Many museums around the region have closed in response to the COVID-19/ coronavirus threat. The Spencer Museum of Art’s galleries are closed through March 31.
One of the most memorable art performances of the past 30 years was Roger Shimomura’s “The Last Sansei Story,” presented at Johnson County Community College in October 1993.
The three-act show, one of roughly three dozen performances dating to Shimomura’s grad school days in the late 1960s, brought the themes and images of his well-known, Pop-inspired paintings and prints vividly to life through film, live acting, projected photographs and music.
A new exhibition at the Spencer Museum of Art offers an overview of the longtime KU professor of art’s prolific history as a performance artist. According to the exhibit’s curator, Kris Ercums, “Staging Shimomura” includes digitally remastered excerpts of most of the artist’s major performance works and related prints, paintings, theatrical props and ephemera.
Like a portal into the artist’s consciousness, the performances draw on all the themes, experiences and events which have captured Shimomura’s imagination and elicited his critique throughout his career. The balance of humor and heartbreak is compelling, in works ranging from the early “Toku’s Dance,” one of many performances inspired by the diary his grandmother Toku kept while Roger and his family were interned in Camp Minidoka in Idaho during World War II, to his final performance, “Amnesia,” dating to 2002.
Shoji screens, Noh masks and barbed wire are mainstays of Shimomura’s iconography. “The Last Sansei Story” included an original song, “Yellow No Same,” combatting Westerners’ widely held view that all Asians are the same. Music and dance are central to Shimomura’s performances, which have incorporated traditional Japanese music, Sousa marches, pop tunes from the artist’s youth and a variety of sound effects.
“Campfire Diary” opens with footage of the bombing of Pearl Harbor, which set in motion Executive Order 9066, establishing the infamous Japanese American internment camps, where Shimomura spent time as a child with his family.
As Ercums notes, “One compelling aspect of the exhibition is how Roger’s examination of stereotypes and racism continues to resonate in today’s America.”

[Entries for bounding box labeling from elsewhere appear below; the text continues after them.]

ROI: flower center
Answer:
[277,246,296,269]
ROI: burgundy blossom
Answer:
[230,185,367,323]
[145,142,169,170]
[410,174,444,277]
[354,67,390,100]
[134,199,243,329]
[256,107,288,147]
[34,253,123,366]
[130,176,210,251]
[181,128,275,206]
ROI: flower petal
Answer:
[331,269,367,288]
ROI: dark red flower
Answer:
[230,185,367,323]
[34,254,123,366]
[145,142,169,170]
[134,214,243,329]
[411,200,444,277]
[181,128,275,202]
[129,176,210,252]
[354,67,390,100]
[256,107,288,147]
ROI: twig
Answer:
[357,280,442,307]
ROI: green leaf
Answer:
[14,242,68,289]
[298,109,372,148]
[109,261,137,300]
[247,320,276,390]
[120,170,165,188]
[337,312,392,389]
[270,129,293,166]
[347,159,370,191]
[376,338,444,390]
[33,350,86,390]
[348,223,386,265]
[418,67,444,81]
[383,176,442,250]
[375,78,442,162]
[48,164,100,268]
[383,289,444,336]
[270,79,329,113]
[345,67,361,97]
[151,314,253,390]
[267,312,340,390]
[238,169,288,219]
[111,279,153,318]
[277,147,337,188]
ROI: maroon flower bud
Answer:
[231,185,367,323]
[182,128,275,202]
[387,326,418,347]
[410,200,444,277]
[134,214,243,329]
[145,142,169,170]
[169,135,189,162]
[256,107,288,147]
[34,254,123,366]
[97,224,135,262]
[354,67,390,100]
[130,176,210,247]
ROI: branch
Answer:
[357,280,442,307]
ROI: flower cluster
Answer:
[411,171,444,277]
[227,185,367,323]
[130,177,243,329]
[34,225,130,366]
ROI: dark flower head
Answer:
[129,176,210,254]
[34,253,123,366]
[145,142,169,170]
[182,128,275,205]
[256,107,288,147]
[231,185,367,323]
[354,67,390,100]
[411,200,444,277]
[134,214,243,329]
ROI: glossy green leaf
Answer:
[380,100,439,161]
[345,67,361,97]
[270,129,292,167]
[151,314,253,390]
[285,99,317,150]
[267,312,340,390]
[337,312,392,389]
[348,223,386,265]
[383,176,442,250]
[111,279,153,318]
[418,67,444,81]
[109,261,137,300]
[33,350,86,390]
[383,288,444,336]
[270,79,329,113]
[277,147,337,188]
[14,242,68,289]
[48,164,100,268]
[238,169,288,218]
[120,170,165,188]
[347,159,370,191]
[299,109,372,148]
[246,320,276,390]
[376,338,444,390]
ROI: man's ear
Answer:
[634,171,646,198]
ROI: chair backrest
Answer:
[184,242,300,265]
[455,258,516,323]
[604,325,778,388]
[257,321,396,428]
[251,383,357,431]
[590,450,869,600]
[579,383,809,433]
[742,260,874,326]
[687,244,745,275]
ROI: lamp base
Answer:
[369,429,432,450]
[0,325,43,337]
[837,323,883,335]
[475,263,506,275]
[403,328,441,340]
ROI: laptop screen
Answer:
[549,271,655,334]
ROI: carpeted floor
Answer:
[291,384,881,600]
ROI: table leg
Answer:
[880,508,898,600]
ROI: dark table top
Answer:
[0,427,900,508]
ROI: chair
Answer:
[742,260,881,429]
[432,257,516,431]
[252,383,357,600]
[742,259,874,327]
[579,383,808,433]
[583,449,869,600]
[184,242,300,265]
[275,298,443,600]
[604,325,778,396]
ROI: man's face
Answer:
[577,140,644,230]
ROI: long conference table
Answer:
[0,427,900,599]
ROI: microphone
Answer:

A highlight of the exhibition is a restaging of Shimomura’s “Relocation Luncheon,” an installation featuring a weathered picnic table with items from Camp Minodoka. A soundtrack of entries from his grandmother’s diary from December 1942 accompanies video segments of a changing sky viewed through a barbed wire fence.
The exhibit will also feature excerpts of works by Shimomura’s students from the years he taught performance at KU. “Staging Shimomura” is a major undertaking, occupying three galleries on the third floor including the spacious Central Court. In conjunction with the exhibit, Shimomura will be awarded an honorary doctorate in the arts by KU in May.
“Staging Shimomura” opened Feb. 28 and continues at KU’s Spencer Museum of Art, 1301 Mississippi St., Lawrence, through June 21. Hours are 10 a.m. to 4 p.m. Tuesday, Friday and Saturday; 10 a.m. to 8 p.m. Wednesday and Thursday and noon to 4 p.m. Sunday. Closed Mondays. For more information about the exhibit and related events, 785.864.4710 or www.spencerart.ku.edu.
Above: Video still from a performance of Roger Shimomura’s “Campfire Diary” (1993), inspired by the infamous Japanese American internment camps where Shimomura spent time as a child with his family during World War II.